Friday, February 5, 2010

Resource Planning

>Quote:Originally posted by TerraSapient

>Well said, and I agree with you on most of your >points. However, what we need to do and >
>what people are willing to do rarely align (coming >from the historical perspective)..

Mike Morin replies:

People are like lemmings, they are easily led. Look at the way they ran headlong into war in World War 2 and all the other cataclysms of our irrational history. The survival instinct is so fierce as to be extinguishing. The question is, are people now sufficiently knowledgeable and sentient enough to understand and reject the four hundred years of Capitalist/Industrial Revolution/Fossil-fueled/Colonialist Military and Economic Hegemony and accept the conscious and deliberate evolution that will be necessary to adjust to the resource scarce, over-populated future?

Given the consumerist/Corporatist driven realities of the Communications Media and the politicians of the USA and their allies (increasingly few), and the widely entrenched economic interests of much (many (with resources), if not most) of the population are the people reachable with these important messages and will they, can they, understand and recognize the historical exceptionalism of their lifestyles, and be persuaded to accept a rational, planned future for the benefit of the youth and children, and succeeding generations, without despairing about how it upsets their current routines?
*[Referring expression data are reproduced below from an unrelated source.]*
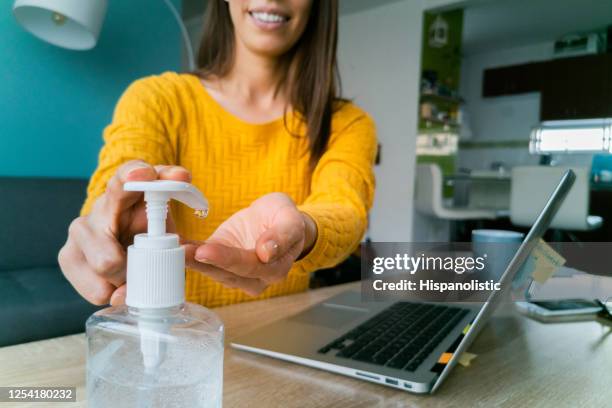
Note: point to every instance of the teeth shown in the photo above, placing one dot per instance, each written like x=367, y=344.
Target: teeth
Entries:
x=268, y=17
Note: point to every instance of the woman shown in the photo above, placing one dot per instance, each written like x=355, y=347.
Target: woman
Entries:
x=260, y=129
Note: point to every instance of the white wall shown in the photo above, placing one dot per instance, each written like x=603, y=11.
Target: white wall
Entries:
x=379, y=57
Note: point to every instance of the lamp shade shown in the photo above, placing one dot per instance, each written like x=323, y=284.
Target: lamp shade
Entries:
x=72, y=24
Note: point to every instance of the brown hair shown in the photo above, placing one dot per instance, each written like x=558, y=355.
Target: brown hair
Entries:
x=315, y=88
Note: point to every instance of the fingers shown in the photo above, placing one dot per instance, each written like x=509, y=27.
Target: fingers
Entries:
x=176, y=173
x=92, y=287
x=102, y=252
x=232, y=267
x=239, y=261
x=116, y=199
x=284, y=236
x=251, y=286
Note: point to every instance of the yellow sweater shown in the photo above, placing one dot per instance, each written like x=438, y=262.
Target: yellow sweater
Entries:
x=171, y=119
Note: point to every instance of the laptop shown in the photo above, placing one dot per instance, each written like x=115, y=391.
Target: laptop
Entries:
x=410, y=346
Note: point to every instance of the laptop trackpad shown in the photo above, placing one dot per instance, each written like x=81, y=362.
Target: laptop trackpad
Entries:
x=329, y=316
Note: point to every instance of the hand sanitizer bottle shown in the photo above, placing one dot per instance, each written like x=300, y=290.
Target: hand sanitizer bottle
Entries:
x=157, y=350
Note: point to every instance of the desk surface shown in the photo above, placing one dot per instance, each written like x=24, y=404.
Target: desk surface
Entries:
x=520, y=363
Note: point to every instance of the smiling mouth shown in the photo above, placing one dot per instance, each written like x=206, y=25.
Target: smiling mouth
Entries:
x=265, y=17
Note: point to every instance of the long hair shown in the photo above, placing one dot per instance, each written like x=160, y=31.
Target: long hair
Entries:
x=312, y=71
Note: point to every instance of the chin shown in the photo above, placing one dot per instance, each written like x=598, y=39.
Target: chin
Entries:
x=270, y=47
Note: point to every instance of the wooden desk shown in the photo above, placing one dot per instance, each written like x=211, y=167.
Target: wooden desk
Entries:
x=520, y=363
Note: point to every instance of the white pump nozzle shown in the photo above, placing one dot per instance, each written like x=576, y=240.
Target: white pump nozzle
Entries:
x=157, y=195
x=156, y=261
x=156, y=264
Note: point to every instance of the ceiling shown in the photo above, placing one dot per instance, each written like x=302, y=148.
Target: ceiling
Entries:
x=497, y=24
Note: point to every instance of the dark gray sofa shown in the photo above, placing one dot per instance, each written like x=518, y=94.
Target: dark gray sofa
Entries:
x=36, y=301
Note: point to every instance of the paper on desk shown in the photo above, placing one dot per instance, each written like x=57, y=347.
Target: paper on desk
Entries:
x=542, y=262
x=466, y=358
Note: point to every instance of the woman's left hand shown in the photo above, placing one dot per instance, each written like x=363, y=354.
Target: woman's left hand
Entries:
x=256, y=246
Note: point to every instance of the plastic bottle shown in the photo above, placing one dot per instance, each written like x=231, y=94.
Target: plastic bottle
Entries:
x=157, y=350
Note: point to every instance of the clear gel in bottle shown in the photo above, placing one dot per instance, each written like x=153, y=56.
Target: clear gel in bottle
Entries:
x=157, y=350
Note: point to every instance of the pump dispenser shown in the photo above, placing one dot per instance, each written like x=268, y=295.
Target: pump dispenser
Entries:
x=164, y=343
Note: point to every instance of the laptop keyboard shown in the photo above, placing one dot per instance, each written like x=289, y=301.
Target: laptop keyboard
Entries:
x=401, y=336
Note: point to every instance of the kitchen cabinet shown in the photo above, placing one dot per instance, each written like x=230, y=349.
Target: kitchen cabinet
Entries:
x=571, y=88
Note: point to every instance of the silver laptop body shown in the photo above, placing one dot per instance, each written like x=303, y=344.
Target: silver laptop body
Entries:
x=299, y=338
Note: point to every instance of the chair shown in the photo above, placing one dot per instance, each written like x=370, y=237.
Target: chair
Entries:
x=532, y=186
x=429, y=201
x=36, y=301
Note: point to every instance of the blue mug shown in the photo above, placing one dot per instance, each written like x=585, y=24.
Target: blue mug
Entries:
x=497, y=247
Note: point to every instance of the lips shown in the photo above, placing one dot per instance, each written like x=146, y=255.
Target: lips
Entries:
x=268, y=18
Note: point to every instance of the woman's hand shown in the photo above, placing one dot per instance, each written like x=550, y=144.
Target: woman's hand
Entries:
x=94, y=257
x=256, y=246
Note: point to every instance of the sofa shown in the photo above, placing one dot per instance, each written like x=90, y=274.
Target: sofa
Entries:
x=36, y=301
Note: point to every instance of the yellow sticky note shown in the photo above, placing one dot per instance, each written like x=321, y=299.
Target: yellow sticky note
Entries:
x=546, y=261
x=445, y=358
x=466, y=358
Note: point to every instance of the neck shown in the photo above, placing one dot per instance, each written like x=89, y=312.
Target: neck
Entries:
x=256, y=78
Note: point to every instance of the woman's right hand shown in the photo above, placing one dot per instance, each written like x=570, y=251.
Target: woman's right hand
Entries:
x=93, y=258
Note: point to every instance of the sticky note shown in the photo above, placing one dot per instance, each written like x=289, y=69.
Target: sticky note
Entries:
x=445, y=358
x=466, y=358
x=545, y=261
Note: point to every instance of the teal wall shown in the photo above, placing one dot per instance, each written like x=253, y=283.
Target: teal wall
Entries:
x=54, y=103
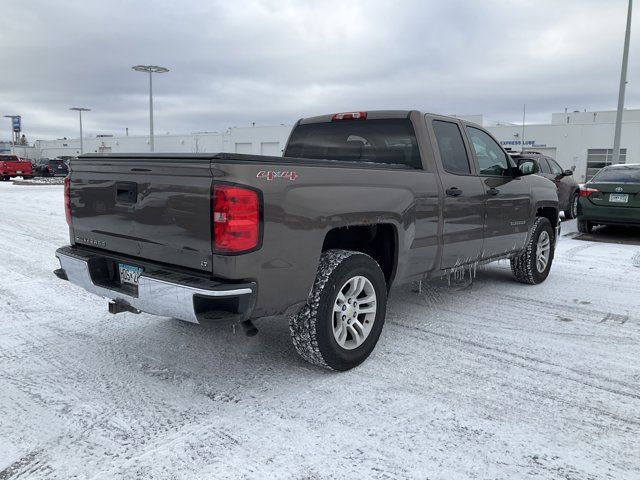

Can leaders/educators be found to greatly assist in such an effort when most educators are the result of a Corporatist linear trajectory and a longstanding involvement in a progression of adaptation to one sort of conformism or another that has served to advance their selfish careers?

>Quote:Originally posted by TerraSapient:

> It isn't just about planners laying out guidelines for more appropriately designed urban fabrics >based on a resource scarcity, but about a cultural shift where people want to live in these kinds >of places, want to stop driving their cars, want to walk..


How do we go about affecting such a "cultural (r)evolution"?

>Quote:Originally posted by TerraSapient:

>the desire to drive everywhere will not change by simply running low on oil.


Yes, but the ability to drive will change if the price of oil spikes and then plateaus or continues to rise and/or the recession continues to deepen and fundamentally disrupts the effective demand of the middle and ownership "classes".We don't want an oil crisis because fossil fuels are a much too important resource/opportunity cost for more precious applications such as home heating, cooking, hot water, and electricity generation.

Perhaps a good policy to accompany a long-standing demand side plan implementation of rebuilding and retrofitting neighborhoods/villages and changing the fundamental ways and means by which goods and services are allocated to and within communities (to make them walkable, sustainable) would be to slowly but discernibly (and explained) raise the relative price of gasoline relative to oil's more important applications (a selective carbon tax, if you will, but it also could involve a quasi-public orientation of the oil companies (I suppose that we could nationalize them, though this would not be the optimal approach to advocate)).

Such a pricing/tax policy could also use additional revenues, if any, to subsidize and/or pay for the quasi-public/public works rebuilding efforts.

>Quote:Originally posted by TerraSapient:

> Not to mention that if we truly do have an oil crisis on our hands in the very near future
>(which I do believe is imminent) people are going to have a lot more to worry about than what >kind of energy source their personal automobiles will be running on, and therefore how far >their place of employment or the grocery store is from their home.


Yes, we may not have the time to implement such a long-term strategy. But, we should not abandon it, because as a geo-political overture to OPEC and contested fossil fuel reserves territories, it could go a long way toward making peace and thus helping to ensure a much longer lasting decline phase of the fossil fuel age.

>Quote:Originally posted by TerraSapient:

> Given the subject matter, I think we need to have an understanding of what kinds of >technologies are going to be influencing the built environment of the future before we can
> adequately plan for them. Planning for urban fabrics that are based on an expiring resource is >important, but if we truly want to plan for future generations, we cannot stop there and must >focus on what kinds of resources they will be utilizing as well.


There is little to nothing in the way of supply side solutions. The solutions will need to be relative to the long-term radical reduction of demand.